A remix of elements from the song “Conquistador” by Douglas Benford (Lovecut db)

It is short, dancy and quite fun but adds little to the original song or to the album. It is, however, only the second instrumental track to appear on a Momus album following “Forests” on The Ultraconformist.

Overall, Voyager is hugely entertaining. At the time I was shocked by the change in direction, not appreciating the reasons for it. With hindsight it is clear how things were progressing. Ironically it is at this point, as Momus frees himself from any concern about “being commercial” that he releases what is, on the face of it, a hugely commercial sounding album.

It would be some time before the next album was released in Autumn of 1993, and important events in Momus’ personal life were unfolding. These would also impinge on his relationship with Creation, and alter the direction of Momus’ career and interest in music for some time to come. In particular, Japan was calling. It was hardly surprising that Momus would soon prefer to keep the company of, and work with, a culture that had respect for him, rather than describing him as “a creative leper trying to re-dress his sores with the bandage of technology”, which comes from Barbara Ellen’s Voyager review in the NME.

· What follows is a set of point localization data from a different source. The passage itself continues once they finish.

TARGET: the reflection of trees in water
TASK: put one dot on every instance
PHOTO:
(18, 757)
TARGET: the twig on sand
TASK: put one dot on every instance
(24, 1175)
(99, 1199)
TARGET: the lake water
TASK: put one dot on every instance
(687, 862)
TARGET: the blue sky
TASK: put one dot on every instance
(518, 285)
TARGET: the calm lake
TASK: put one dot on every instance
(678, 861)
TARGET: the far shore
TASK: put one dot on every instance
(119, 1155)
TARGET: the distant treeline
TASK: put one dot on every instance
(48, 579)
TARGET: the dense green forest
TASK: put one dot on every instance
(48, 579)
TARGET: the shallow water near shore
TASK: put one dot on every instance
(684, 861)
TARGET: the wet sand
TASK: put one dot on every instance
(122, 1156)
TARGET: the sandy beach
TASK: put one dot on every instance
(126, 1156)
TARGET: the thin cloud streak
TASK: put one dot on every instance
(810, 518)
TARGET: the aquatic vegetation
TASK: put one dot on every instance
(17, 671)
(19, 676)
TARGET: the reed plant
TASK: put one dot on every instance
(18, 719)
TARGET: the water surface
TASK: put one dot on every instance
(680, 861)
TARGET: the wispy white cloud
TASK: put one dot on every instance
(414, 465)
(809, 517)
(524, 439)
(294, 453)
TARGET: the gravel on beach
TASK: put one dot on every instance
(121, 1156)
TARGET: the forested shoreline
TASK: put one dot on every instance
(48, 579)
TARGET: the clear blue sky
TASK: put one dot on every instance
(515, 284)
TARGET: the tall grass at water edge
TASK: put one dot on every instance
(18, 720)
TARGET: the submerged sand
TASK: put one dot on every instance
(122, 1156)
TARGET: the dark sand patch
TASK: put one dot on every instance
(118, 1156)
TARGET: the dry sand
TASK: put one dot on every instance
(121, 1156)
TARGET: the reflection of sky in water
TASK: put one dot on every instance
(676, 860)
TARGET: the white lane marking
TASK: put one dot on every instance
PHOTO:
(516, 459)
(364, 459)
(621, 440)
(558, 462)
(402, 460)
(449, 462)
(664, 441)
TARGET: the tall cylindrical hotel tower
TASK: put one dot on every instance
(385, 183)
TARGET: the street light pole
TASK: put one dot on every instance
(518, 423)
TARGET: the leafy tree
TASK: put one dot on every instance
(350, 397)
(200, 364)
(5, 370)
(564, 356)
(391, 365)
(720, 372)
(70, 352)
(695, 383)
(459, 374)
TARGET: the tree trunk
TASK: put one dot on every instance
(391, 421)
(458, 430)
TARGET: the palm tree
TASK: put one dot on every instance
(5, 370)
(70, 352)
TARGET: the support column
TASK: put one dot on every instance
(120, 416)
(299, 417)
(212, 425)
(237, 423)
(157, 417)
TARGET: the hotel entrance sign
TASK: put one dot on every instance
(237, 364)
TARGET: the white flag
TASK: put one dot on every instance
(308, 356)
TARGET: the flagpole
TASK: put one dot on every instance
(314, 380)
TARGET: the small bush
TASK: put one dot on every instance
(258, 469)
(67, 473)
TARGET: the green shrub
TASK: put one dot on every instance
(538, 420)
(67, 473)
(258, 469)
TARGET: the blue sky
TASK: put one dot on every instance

Becoming global, but with a limited audience, was the route he intended to take. To this end this year saw his first discussion of the internet, and the very earliest texts from his first web-pages date from this period, however he would not launch a website until 1995.

The next entry should cover Timelord – his last album for Creation, and in many ways the most sombre.

* The word “understatement” is often thrown around and used hyperbolically for comic effect. This is not such an occasion.

** A restating of Andy Warhol’s famous slogan: “in the future, everyone will be world-famous for fifteen minutes”, from a 1968 Stockholm exhibition of his work.